Property owners have been facing a huge uphill struggle during this pandemic and the government has now unintentionally made the situation much worse.
Early on, owners lost the ability to forfeit leases and then the ability to issue statutory demands for non-payment of rent. The balance between two openly contracting parties was cast aside for reasons we all understand.
The narrative, however, of avaricious property owners demonised in the media serves only to remind us that the word ‘landlord’ still carries with it a sense of feudal injustice born of high birthright, with the tenant toiling under the landowner’s yoke. What we have consistently failed to achieve as an industry is to explain that property has a far greater role in our society than the enrichment of the very few at the cost of the many. For that lack of understanding we are paying a heavy price today.
As the largest asset class on the planet, most property is directly or indirectly owned by those institutions that service our pensions and savings by matching long-term liabilities with long-term income. We are, for the most part, middlemen acting as intermediaries between savers’ capital and real estate, which we convert into cashflow to deliver dividends and capital growth.
As occupiers elect not to pay rent, even when they can, savers lose income. Additionally, lenders to those properties, also owned ultimately by the same savers, will not get their debt serviced if there is no income to do so.
There are occupiers out there, often owned by private equity, that have taken advantage of this situation in a deplorable manner. Furloughing of staff, non-payment of rates and many other subsidies have been legitimately used, but withholding rent has crept in there unlawfully, as well as not paying rent. Where an occupier cannot pay we all understand, but why should rapacious owners of perfectly good businesses, who have been stripping out cash from the balance sheet for years, not be obliged to put in money when the tank is empty as a result of their actions? In good times, the tenant keeps all the upside but in bad times, it’s the property owners who have to suffer the loss.
Those gaming the system will not pick up a copy of the code, let alone read it
If a profitable tenant company did not have sufficient reserves pre-Covid, because its balance sheet had been hollowed out by its owners, then why is it fair that it should benefit from the same subsidies and protections afforded to those companies that have been prudent and kept reserves for a rainy day? If a firm’s shareholders have stripped out reserves and replaced them with debt, sometimes to ensure offshore owners do not pay any tax, why should they be protected?
A CVA is a process meant for the genuinely sick but has been abused by the financially healthy, encouraged to do so by the fact that property owners are often obligated to accept material rent reductions or lose their tenant completely. To compound the insult, distressed fundraisings result in those putting in cash getting the equity; so why does that not apply with CVAs, where the owners might be putting in all the cash in foregone rent, but the business shareholders retain 100% of the equity without investing a penny?
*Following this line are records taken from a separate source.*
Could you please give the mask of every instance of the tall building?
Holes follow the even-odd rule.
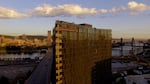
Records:
[[[111,84],[111,30],[56,21],[54,84]]]
[[[47,35],[47,45],[48,45],[48,46],[51,45],[51,31],[48,31],[48,35]]]

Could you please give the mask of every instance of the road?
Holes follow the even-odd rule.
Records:
[[[50,72],[52,67],[53,54],[52,49],[39,63],[35,71],[31,74],[25,84],[50,84]]]

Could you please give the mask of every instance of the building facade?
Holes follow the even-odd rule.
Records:
[[[51,31],[48,31],[48,35],[47,35],[47,45],[48,46],[50,46],[51,45],[51,42],[52,42],[52,40],[51,40]]]
[[[111,84],[111,30],[56,21],[53,34],[53,82]]]

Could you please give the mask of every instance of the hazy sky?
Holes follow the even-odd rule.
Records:
[[[150,1],[0,0],[0,34],[46,35],[56,20],[112,29],[115,38],[150,38]]]

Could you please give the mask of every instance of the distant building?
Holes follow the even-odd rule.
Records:
[[[111,84],[111,30],[56,21],[54,84]]]
[[[129,75],[126,77],[126,84],[150,84],[150,74]]]
[[[48,45],[48,46],[51,45],[51,42],[52,42],[51,39],[52,39],[52,38],[51,38],[51,31],[48,31],[48,35],[47,35],[47,45]]]
[[[2,45],[2,38],[0,37],[0,46]]]

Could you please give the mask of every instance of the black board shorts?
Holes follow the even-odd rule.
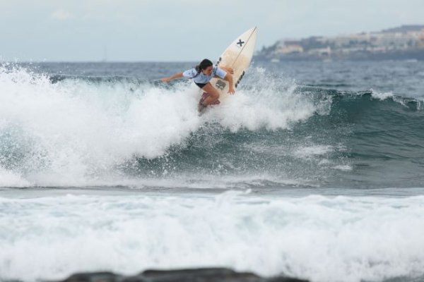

The new property landlord and tenant code of conduct will be, I regret, despite the significant efforts of our industry representatives, a toothless document. Those gaming the system, as so many will this quarter day, will not pick up a copy of the code, let alone read it.
The code has to set out rigorous, mandatory terms of engagement. Failure to do so must be followed by the sanction that the tenant loses the protection and benefits afforded it by the emergency legislation. Only then will we see parties come to the table.
We need to talk more loudly about what we do as an industry, and our pensions colleagues need to join the rally and call out this abuse of the system. Maybe government will listen to them.